ISTOÉ – Apesar do Chávez?
Luiz Gonzaga Belluzzo

Sim, mas quero fazer uma apreciação sobre Chávez que talvez seja contrária à opinião geral. Acho que ele é um marco divisório na sociedade venezuelana. Ele percebeu que a continuidade da dependência exclusiva da economia petrolífera seria um beijo da morte nos venezuelanos. E que essa economia é responsável pela disparidade social que se tem lá. A briga dele contra a PDVSA no fundo é uma luta contra a oligarquia venezuelana que, como Chávez já disse aqui, usou as receitas do petróleo para passear em Miami – uma coisa típica de economia de enclave. Ele está usando agora o dinheiro do petróleo para tentar fazer uma diversificação econômica. Não acho que ele seja um aventureiro, o estilo dele é folclórico, mas já deu demonstrações de uma excelente formação.
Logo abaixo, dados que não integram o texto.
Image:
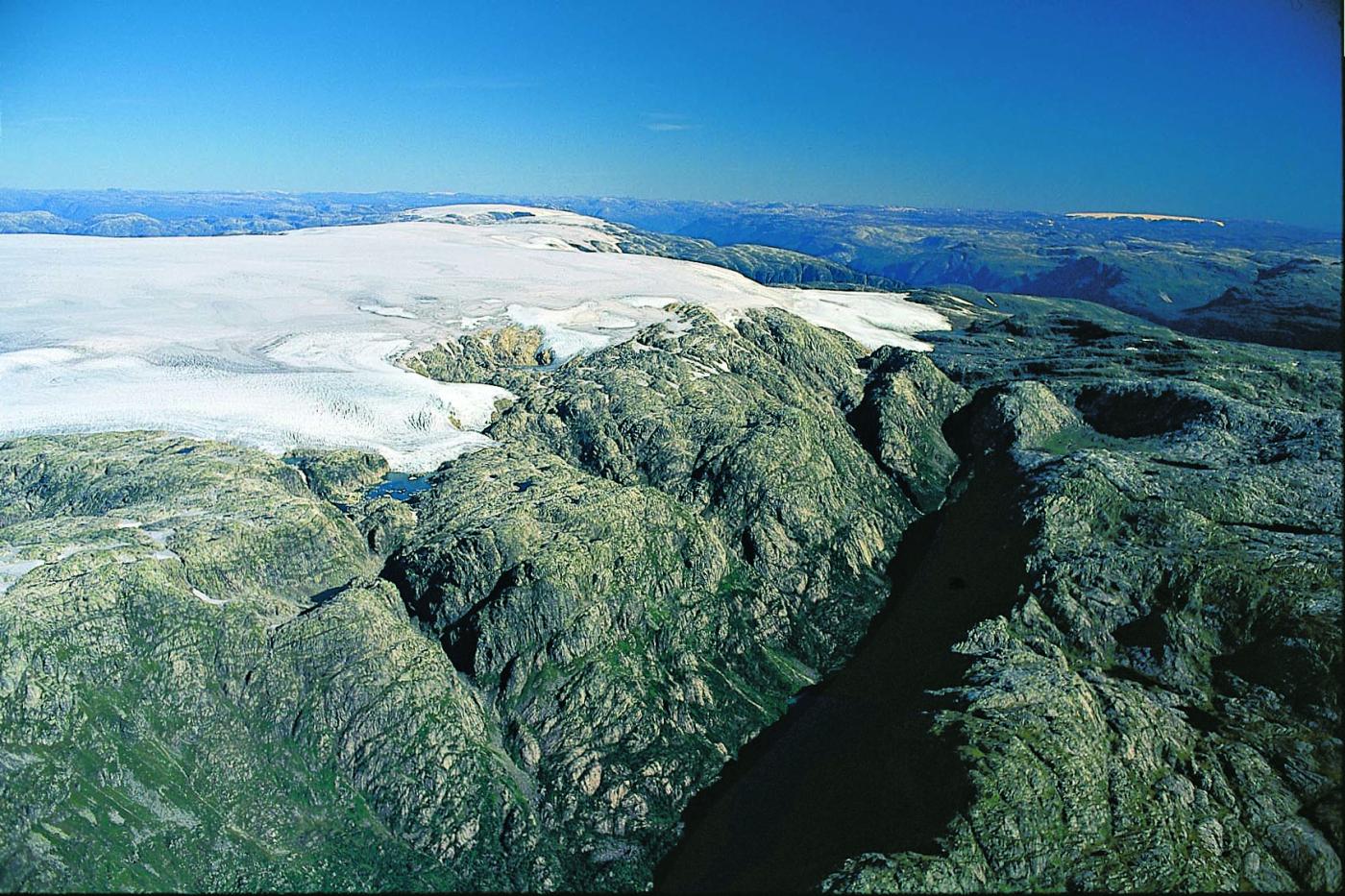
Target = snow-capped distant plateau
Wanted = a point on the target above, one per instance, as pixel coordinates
(292, 339)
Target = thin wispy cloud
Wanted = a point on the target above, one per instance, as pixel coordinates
(668, 123)
(44, 120)
(471, 83)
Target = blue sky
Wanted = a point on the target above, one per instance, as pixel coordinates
(1221, 108)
Ele é bem mais instruído do que a maioria da classe média brasileira que escarnece dele. A perspectiva dessa integração sul-americana me parece promissora, mas não será fácil.

ISTOÉ – Mas a dificuldade não estaria justamente nesse lado folclórico do presidente Chávez, que deixa o empresariado desconfiado?
Luiz Gonzaga Belluzzo

Também acho, talvez se ele fosse parecido com o Antony Eden (primeiro-ministro inglês 1955-57, exemplo da clássica elegância britânica) as coisas seriam mais fáceis (risos).